Le coût de l’inaction est immense, chers collègues. Des études estiment que la prise en charge d’une personne atteinte de troubles du spectre de l’alcoolisation fœtale peut coûter plus de 1,5 million de dollars tout au long de sa vie, une somme qui comprend les soins de santé, l’éducation, les services correctionnels et la perte de productivité. En revanche, un diagnostic et un soutien précoces peuvent réduire considérablement non seulement les coûts financiers, mais aussi la souffrance humaine.

Les troubles du spectre de l’alcoolisation fœtale touchent les Canadiens de toutes les régions, de toutes les origines et de tous les groupes socioéconomiques. Ils touchent les zones urbaines et rurales, les familles autochtones et non autochtones et des gens de tous les horizons politiques.

Dans un rapport publié en juin 2025, l’Académie canadienne des sciences de la santé a récemment souligné les nombreux défis et possibilités de renforcer l’approche du Canada à l’égard du trouble du spectre de l’alcoolisation fœtale. L’Agence de la santé publique du Canada a commandé cette évaluation du paysage actuel au Canada. Je vois dans ce travail un signe de leur volonté de mettre en place un cadre national pour améliorer les résultats grâce à la prévention, à l’éducation, au diagnostic et aux mesures de soutien.

Chers collègues, soyons clairs : ce projet de loi ne réglera pas tous les problèmes liés à ce trouble, mais c’est un point de départ important. Il établira un leadership national, assurera la coordination et la cohérence et commencera à remédier aux lacunes qui affligent trop de familles depuis beaucoup trop longtemps.

Reconnaissons que les personnes atteintes du trouble du spectre de l’alcoolisation fœtale ne sont pas des êtres brisés. Elles ne sont pas des problèmes à gérer. Ce sont des citoyens qui ont des droits, un potentiel et une capacité énorme si nous bâtissons les systèmes qui leur permettent de s’épanouir.
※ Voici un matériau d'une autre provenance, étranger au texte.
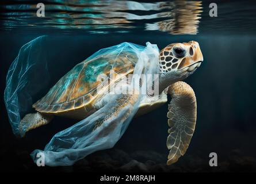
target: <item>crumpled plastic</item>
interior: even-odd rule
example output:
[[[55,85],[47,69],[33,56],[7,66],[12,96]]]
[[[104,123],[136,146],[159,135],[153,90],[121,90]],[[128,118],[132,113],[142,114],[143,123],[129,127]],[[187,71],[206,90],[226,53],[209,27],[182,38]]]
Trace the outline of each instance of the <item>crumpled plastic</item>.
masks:
[[[17,136],[21,133],[18,129],[21,117],[35,102],[32,101],[32,96],[47,86],[50,80],[47,72],[47,59],[44,57],[44,47],[41,47],[45,38],[45,36],[39,37],[24,45],[7,75],[5,102],[13,133]],[[146,44],[144,47],[123,43],[102,49],[87,60],[111,53],[117,57],[122,52],[129,51],[135,53],[138,58],[133,76],[157,74],[159,49],[156,45],[148,42]],[[40,71],[39,76],[35,76],[36,71],[36,74]],[[43,84],[38,80],[42,78],[45,79]],[[144,87],[143,85],[147,83],[147,80],[142,85],[133,85],[133,87],[137,88],[137,90]],[[31,154],[32,159],[37,163],[43,154],[45,165],[70,166],[94,152],[113,147],[127,129],[145,95],[147,94],[140,93],[135,103],[125,106],[117,115],[110,120],[105,120],[101,126],[93,131],[97,120],[108,114],[109,107],[114,105],[116,102],[107,103],[85,119],[56,133],[44,150],[36,150]],[[128,118],[122,118],[128,112],[129,112]]]

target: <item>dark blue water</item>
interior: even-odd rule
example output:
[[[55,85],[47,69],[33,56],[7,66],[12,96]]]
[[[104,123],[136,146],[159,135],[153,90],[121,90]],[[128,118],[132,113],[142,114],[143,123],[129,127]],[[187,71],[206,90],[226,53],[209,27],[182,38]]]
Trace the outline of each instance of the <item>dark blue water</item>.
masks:
[[[133,120],[115,147],[93,154],[73,166],[39,169],[29,157],[52,136],[74,122],[57,117],[47,125],[15,137],[1,98],[1,169],[7,171],[255,171],[256,41],[253,1],[215,1],[218,17],[210,17],[211,2],[137,2],[89,1],[44,2],[45,17],[36,16],[32,1],[1,2],[1,94],[9,67],[21,46],[47,34],[56,62],[51,84],[101,48],[124,41],[160,49],[176,42],[199,43],[204,62],[185,81],[197,99],[195,132],[186,154],[166,166],[167,104]],[[52,53],[51,52],[51,53]],[[50,85],[51,86],[51,85]],[[45,89],[45,93],[48,89]],[[33,100],[36,101],[38,99]],[[169,99],[170,101],[170,99]],[[209,154],[218,155],[209,167]]]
Chers collègues, faisons en sorte que l’adoption de ce projet de loi soit le moment où nous cesserons de demander aux familles de porter seules ce fardeau. Faisons en sorte que ce soit le moment de dire : « Oui, nous vous voyons, nous vous entendons et nous sommes prêts à agir. »

Je vous exhorte respectueusement à appuyer ce projet de loi au Sénat et à vous joindre à moi pour accorder à cette question l’attention et le leadership qu’elle mérite depuis si longtemps à l’échelle nationale.
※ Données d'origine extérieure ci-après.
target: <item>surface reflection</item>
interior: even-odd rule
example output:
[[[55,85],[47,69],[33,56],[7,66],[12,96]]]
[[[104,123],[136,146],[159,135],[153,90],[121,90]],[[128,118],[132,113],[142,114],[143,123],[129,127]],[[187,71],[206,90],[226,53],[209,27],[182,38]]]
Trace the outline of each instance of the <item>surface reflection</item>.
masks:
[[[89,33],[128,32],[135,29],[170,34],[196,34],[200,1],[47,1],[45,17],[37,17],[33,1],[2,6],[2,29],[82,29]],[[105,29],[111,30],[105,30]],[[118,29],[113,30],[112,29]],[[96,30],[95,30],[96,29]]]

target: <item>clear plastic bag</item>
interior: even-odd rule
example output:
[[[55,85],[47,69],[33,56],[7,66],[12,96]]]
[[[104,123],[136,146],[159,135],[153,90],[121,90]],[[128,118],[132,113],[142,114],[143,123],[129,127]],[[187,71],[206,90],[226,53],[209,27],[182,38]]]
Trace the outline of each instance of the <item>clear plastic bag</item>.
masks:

Chers collègues, malgré votre forte envie de m’ovationner debout, je vous invite à rester assis. Merci. Meegwetch.

L’honorable Flordeliz (Gigi) Osler [ - ]

Le sénateur Ravalia accepterait-il de répondre à une question?

Avec plaisir.

La sénatrice Osler [ - ]

Je vous remercie de votre discours.

Le cadre national doit établir une stratégie visant à accroître la sensibilisation aux risques liés à la consommation d’alcool pendant la grossesse.

Le trouble du spectre de l’alcoolisation fœtale peut être évité en ne consommant pas d’alcool pendant la grossesse.

Pouvez-vous nous parler des étiquettes apposées sur les boissons alcoolisées qui mettent en garde contre les risques liés à la consommation d’alcool pendant la grossesse?

C’est un sujet dont j’ai eu le plaisir de discuter avec le sénateur Brazeau, qui, comme vous le savez, travaille assidûment sur ce dossier. Ensemble, nous espérons élaborer une stratégie visant à apposer ces étiquettes d’avertissement importantes sur les produits alcoolisés.